1. Make fresh ganache. I will pipe soft ganache into the cored strawberries. That will be a lot easier and not nearly as messy as shoving chunks of ganache into the berries.
2. Dip berries in chocolate or drizzle with white or dark choclate
3. Make some green frosting and pipe onto the top to resemble the stem.

I think I'm onto something here. I'll take some pictures when I do this with fresh strawberries.

Thursday, June 3, 2010

Catching up again

OK, so I suck at this blogging crap. I've been preoccupied with hunting and shooting of late and I'm only capable of managing one hobby at a time.

I just made the best damn chicken sandwich EVER! It was simple, it was basic, and it was gooooooood. I pounded out a couple of chicken breasts, seasoned them with a special mix of Cayenne and black pepper, smoked paprika, garlic powder and Kosher salt. I cut the breasts in half and dredged them in a seasoned flour mixture. After an egg wash, the breast pieces went into a mix of seasoned (Italian) bread crumbs and the seasoned flour. These got a quick dunk in the oil jacuzzi to achieve that Zen state of golden-brown and delicious. A quick dry on some paper towels and then the cooling rack. As they were cooling on the rack I topped them with sliced Provolone cheese. I got some crusty buns and slathered them with some ranch dressing and mustard. A few pieces of lettuce and some sliced ripe tomatoes and I had myself one damn good sammich. I know you're thinking that you could get something similar at Wendy's. That may be, but it wouldn't have been nearly as good. Fact. OK....that's my opinion, but it was really good. No pictures ( I ate it too fast). I'll make Lupe a sandwich and get some pictures.

Here are a few other goodies that have come out of the kitchen recently.

Pastastravaganza

I made a stromboli with leftover pizza dough and a meat sauce that I whipped up. I learned a few lessons about stromboli making. Structurally it wasn't perfect, but it was really damn tasty.

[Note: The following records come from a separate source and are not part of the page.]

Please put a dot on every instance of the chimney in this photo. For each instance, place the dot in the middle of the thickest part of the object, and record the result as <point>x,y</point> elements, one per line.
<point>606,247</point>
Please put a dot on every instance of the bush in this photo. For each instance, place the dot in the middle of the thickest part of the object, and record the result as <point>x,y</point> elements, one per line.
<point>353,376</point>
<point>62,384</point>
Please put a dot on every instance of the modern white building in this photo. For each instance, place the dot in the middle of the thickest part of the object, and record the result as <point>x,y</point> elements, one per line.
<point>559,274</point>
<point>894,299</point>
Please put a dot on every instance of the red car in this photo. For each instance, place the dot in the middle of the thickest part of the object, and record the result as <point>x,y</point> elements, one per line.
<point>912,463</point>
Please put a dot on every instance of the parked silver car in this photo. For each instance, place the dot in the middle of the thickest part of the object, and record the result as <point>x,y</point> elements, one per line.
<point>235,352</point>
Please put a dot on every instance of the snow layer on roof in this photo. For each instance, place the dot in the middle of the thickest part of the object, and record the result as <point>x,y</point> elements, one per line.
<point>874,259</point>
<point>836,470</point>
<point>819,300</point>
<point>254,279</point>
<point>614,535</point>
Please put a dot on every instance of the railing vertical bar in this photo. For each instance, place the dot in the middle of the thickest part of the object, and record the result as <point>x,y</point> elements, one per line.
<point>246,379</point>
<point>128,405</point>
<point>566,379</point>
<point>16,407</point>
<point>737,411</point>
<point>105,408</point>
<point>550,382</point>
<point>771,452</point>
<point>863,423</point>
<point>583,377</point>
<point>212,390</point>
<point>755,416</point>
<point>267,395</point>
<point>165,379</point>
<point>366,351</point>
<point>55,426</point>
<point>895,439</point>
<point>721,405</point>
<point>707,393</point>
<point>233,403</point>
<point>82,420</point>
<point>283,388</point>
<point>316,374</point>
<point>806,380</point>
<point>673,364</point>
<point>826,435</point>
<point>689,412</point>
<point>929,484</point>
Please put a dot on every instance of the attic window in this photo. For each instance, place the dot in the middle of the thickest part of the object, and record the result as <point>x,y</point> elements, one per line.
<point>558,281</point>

From The Hollow Leg Diner - images


As if one pasta entree wasn't enough, I used up some leftover fettuccini and the rest of the meat sauce. This is the first time I've used my little All-Clad oval bakers since I bought them 8 years ago. I'm glad I got those things on sale.

From The Hollow Leg Diner - images


Lamb Kebabs


I cut up a leg a lamb and threw it in a spicy yogurt mixture for a few hours. The lamb went on bamboo skewers with onion, bell and poblano peppers and some par cooked carrots and cauliflower. Bamboo skewers suck. I need to get a bunch of stainless skewers someday. Half the carrots and cauliflower fell off while cooking. The lamb was nice, but not as spicy as I was aiming for. The kebabs were served with a spicy couscous. I know that the couscous looks like it has chicken pox; that's just sriracha sauce. I don't like those squeeze bottle sauce zig-zags that real chefs use on their food. I prefer polka dots. I am confidant that sauce polka dots will be the next big thing in food presentation. Remember.....you saw it here first.

From The Hollow Leg Diner - images


Burgers!


I love burgers, but I just don't make them very often. Von's had 93% lean ground beef on sale so I got about 10 pounds. That's enough to make a couple of burgers....right? I mixed in a little pork Italian sausage and a ton of seasoning (Cayenne & black pepper, paprika, garlic powder, onion powder, dried parsley flakes and salt). I think I got an even dozen burgers out of it. Half of the burgers were stuffed with a mix of cheddar and jack cheese. Before heading out to the grill I caramelized some onions and sauteed crimini mushrooms. This mixture went on some of the burgers before I topped them with cheese. As Jules would say: "Hmmm-hhhhhhh! This is a tasty burger."

From The Hollow Leg Diner - images


Needless to say, we had burgers for the rest of the week.

Comfort food

After the burgers, I had a yearning for some comfort food. And what is more comforting than meatloaf with mac and cheese? So I made some tasty meatloaf and some homemade mac and cheese. The mac n cheese was especially tasty. I used white cheddar and gruyere cheese mixed into a seasoned bechamel sauce. Along with the mac and loaf I also made some asparagus. I did a few wrapped in bacon and roasted in the oven and steamed the rest.